As I began to realize this, a few friends appeared to tell me about the messages they recently received and the miraculous happenings in their lives, how they are connecting with something bigger than we are. I am again honored that they would share this with me. And it helped me to remember that something doesn’t have to happen to me personally for it to exist. And maybe sometime I’ll get those cool, instructive messages again. Or something else!

In the meantime, I like that these connections exist for my friends and family, and I can bask in that. And going into my CT scan tomorrow, I feel like someone has my back, even if I’m not hearing them.

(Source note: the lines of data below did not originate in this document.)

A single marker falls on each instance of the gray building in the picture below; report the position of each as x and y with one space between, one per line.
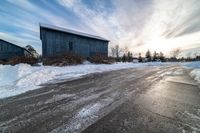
58 41
9 50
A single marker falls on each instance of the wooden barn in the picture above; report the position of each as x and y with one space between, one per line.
58 41
9 50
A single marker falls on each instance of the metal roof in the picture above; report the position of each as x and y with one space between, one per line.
71 31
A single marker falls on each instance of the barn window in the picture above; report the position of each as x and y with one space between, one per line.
70 46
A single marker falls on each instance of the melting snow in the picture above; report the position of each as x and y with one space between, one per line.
21 78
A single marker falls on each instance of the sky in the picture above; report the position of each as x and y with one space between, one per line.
157 25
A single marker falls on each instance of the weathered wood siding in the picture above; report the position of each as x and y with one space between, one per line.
8 50
58 43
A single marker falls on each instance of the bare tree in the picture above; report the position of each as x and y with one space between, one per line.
126 50
116 51
176 52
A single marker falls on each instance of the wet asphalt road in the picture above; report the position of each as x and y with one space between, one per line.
145 100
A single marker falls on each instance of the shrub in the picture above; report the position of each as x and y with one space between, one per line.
101 59
64 60
2 62
22 59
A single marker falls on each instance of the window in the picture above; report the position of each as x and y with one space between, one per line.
70 46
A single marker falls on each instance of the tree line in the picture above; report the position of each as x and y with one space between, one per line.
125 55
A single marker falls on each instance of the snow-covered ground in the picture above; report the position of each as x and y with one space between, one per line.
195 73
21 78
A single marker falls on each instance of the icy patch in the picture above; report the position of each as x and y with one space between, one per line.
89 110
190 120
21 78
58 98
172 73
195 74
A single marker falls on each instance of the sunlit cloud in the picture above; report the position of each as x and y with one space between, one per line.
159 25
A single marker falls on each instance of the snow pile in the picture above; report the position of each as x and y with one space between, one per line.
20 78
195 73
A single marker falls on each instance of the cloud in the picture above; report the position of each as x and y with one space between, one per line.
138 24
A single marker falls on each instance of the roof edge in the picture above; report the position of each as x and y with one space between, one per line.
57 28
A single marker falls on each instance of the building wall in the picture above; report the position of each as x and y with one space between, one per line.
8 50
58 43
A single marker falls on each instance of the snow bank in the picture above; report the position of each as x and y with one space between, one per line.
195 73
20 78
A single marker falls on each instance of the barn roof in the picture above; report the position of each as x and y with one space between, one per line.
71 31
15 45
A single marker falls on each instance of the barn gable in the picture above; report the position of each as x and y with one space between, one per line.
58 41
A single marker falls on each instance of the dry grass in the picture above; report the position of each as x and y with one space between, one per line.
64 60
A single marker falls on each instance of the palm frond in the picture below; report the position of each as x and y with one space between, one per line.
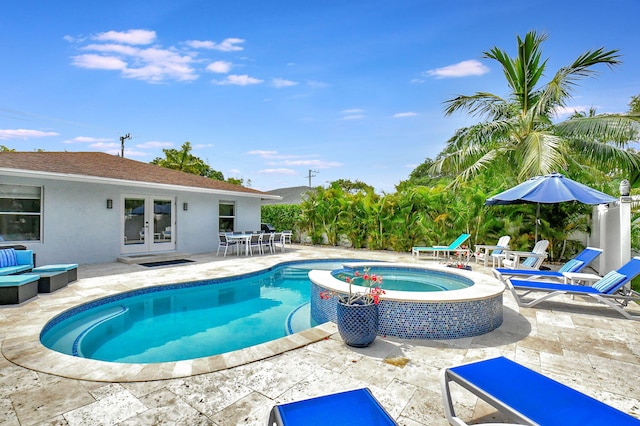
615 128
542 153
480 104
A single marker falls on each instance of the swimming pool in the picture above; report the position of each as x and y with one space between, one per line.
189 320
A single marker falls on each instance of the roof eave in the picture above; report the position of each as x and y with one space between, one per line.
112 181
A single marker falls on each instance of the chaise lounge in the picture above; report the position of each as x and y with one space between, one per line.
351 408
577 264
526 396
612 289
445 250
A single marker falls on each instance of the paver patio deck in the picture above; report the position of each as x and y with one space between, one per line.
587 347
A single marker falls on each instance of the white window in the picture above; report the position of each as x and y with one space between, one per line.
226 216
20 213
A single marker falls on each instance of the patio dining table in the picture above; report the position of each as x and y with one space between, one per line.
241 239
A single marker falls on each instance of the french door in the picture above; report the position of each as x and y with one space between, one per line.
148 224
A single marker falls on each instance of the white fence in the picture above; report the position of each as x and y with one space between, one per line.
611 231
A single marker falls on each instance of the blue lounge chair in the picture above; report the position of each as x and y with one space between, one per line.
612 289
577 264
355 407
528 397
445 250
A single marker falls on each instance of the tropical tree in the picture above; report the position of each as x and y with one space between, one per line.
518 135
183 160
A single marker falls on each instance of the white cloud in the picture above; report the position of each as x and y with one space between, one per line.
262 153
87 139
99 62
239 80
127 37
105 146
281 171
281 82
227 45
318 164
221 67
461 69
564 111
6 134
404 114
154 144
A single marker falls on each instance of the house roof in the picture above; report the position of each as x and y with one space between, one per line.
291 195
106 168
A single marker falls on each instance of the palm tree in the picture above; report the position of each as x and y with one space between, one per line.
518 133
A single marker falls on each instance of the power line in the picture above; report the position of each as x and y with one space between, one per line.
312 175
122 139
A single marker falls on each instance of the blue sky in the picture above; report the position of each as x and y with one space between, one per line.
268 90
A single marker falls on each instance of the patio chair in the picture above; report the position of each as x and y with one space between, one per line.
266 242
255 242
527 396
612 289
444 250
577 264
355 407
484 252
224 242
278 241
530 259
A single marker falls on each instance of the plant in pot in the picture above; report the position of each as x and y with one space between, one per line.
357 311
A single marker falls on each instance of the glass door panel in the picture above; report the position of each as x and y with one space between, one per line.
147 225
134 221
162 223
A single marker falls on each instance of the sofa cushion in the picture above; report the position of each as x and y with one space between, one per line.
8 258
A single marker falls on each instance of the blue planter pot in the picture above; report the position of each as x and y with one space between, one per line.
357 323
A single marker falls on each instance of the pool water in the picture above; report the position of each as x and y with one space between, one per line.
186 321
407 279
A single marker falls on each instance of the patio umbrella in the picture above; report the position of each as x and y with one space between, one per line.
549 189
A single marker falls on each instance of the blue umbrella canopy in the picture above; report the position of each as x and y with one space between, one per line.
550 189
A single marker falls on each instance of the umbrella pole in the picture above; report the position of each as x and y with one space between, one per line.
537 219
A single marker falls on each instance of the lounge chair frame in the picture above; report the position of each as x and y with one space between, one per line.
586 256
444 250
617 298
526 396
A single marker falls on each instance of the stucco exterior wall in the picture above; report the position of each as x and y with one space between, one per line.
77 227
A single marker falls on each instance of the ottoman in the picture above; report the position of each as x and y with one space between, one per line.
52 281
70 268
16 289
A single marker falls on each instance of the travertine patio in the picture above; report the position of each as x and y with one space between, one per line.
585 346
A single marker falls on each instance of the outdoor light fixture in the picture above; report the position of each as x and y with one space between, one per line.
624 188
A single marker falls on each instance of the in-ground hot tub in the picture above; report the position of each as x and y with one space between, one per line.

I hope your guidance, wherever it comes from, takes you someplace that makes you smile.

Love,
Marie

A cup of coffee

On Sunday, I went out for a cup of coffee and carried it with me while I took a walk.

Very unremarkable, I know. This may be something you do every day, multiple times, without thinking much about it.

But today, almost every word in that sentence fills me with wonder.

For example, I went out. On chemo weeks (like last week), I spend Tuesday – Thursday inside and in bed, and I often don’t leave the house on Friday or Saturday either, especially in the winter. On Sunday morning, I always aim to make it to church, but usually getting ready takes all my energy and then I am too tired to go. So again, I stay inside. As a result, I spend almost a full week in my house.

But last Sunday, I went out!

Not just that, I went out for a cup of coffee. For a variety of reasons, I stopped drinking coffee around 10 years ago.

But we have a wonderful café near us, and I was recently tempted by, then fell in love with, their Turkish coffee. But getting a cup involves a lot of standing: Standing in their typically long lines to order, and then standing as I wait for the five minutes it takes them to make it. Standing longer than a minute or two can be difficult for me. But I did it!

Plus, in our culture, carrying a cup of coffee feels very normal, and cancer patients crave a sense of normalcy. I got to do something normal!

And, I took a walk. This means that I spent time outside, and I walked on my own two legs. It was awesome. It helped that the weather was unseasonably warm.

When I am doing chemo, and shortly afterwards, the days can seem dark and it feels like things will never get better. But then they do, in surprising ways. And even the most simple ways can bring power and joy, and take me to the next step.

I hope you are feeling power and joy today and if you are not, know that it can and will come, that and whatever else you dream of.